Christian pooh-poohed merger strategies whereby gold miners bulk with the aim of becoming relevant to large generalist investors as completely misunderstanding the finance industry and the changes it is undergoing.
"You have people who are senior executives of major gold mining companies saying they have to merge to get to a critical size to attract the largest asset managers. If an intelligent investment manager hears those guys spouting off about how they are going to merge to be large enough and they know the numbers they know they can't do that mathematically. They say, what kind of manager is this who doesn't understand the gold mining industry's place in the world?" he said.
Illustrating, Christian pointed out Blackrock, the world's largest asset manager, had $7 trillion of assets under management and if it wanted to put 2% of its assets under management into gold, the threshold for relevance to its portfolio, it needed to buy $140 billion worth of gold mining shares, which was the market capitalisation of the largest 20 gold mining companies.
"They would have to buy every share of the 20 largest gold mining companies," he said.
Worse, he said miners were failing to recognise the transformation the financial sector was undergoing and how its efforts were falling, not on deaf ears, but on no ears at all.
"A lot of the things causing institutional investors to invest less in the hard-rock mining industries have nothing to do with mining and there is nothing the mining industry can do to change," Christian said.
"[They include] aggressive mergers and acquisitions within the investment community, ever-larger investment management companies with ever-larger assets under management and a shift to indexed, passive investments and ETFs which have better returns at a lower cost structure than the actively managed funds," he said.
CPM looked at Blackrock a year ago when Barrick Gold was making a run at Newmont Mining and saw there were 65 funds that owned Barrick shares, 60 of which were mechanical ETF, indexed funds, and only five funds were managed by people.

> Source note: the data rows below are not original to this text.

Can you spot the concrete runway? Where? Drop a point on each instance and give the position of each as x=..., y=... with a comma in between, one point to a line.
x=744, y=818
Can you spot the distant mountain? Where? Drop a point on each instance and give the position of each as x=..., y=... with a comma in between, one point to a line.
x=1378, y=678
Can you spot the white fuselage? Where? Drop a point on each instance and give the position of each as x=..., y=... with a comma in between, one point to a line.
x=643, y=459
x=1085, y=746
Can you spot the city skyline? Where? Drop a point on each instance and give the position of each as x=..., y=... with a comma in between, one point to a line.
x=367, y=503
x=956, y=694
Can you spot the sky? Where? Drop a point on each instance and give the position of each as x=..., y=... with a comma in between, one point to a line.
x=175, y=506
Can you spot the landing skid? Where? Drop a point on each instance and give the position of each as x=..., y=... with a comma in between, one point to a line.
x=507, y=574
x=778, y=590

"Financial senior management is saying I want to get rid of those analysts, portfolio managers and traders. They want to move to computers and indexed funds because the index funds have outperformed humanly managed funds at a lower cost with less [sic] compliance headaches and you don't have all these analysts and portfolio managers demanding high salaries to underperform the indexed funds.
"The pressures on the buy side are causing them to move away from investing in small companies which is really hazardous to capital formation around the world because you are really sapping the lifeblood of corporations," he said.
If this wasn't enough, the poor performance of precious metals producers had caused investors to turn away.
"The gold mining industry has sorely disappointed investors and you have a lot of investors who are just moving away. They are disenchanted because they really haven't delivered on performance in terms of operations and financial performance, and the executives say things [that tell] institutional investors that they really don't understand the gold mining industry, the gold market and the financial markets in which their shares trade," he said, attributing this to "empire building".
Rather than court large institutional investors, Christian said miners needed to focus on running profitable businesses and target traditional precious metals investors.
"The game is to be a profitable company to attract the smaller institutional investors, the high net worth investors and retail investors who for the last 180 years have financed gold mining around the world.
"That's where the finance has come from and that is where it will come from in the future so be kind to your friends."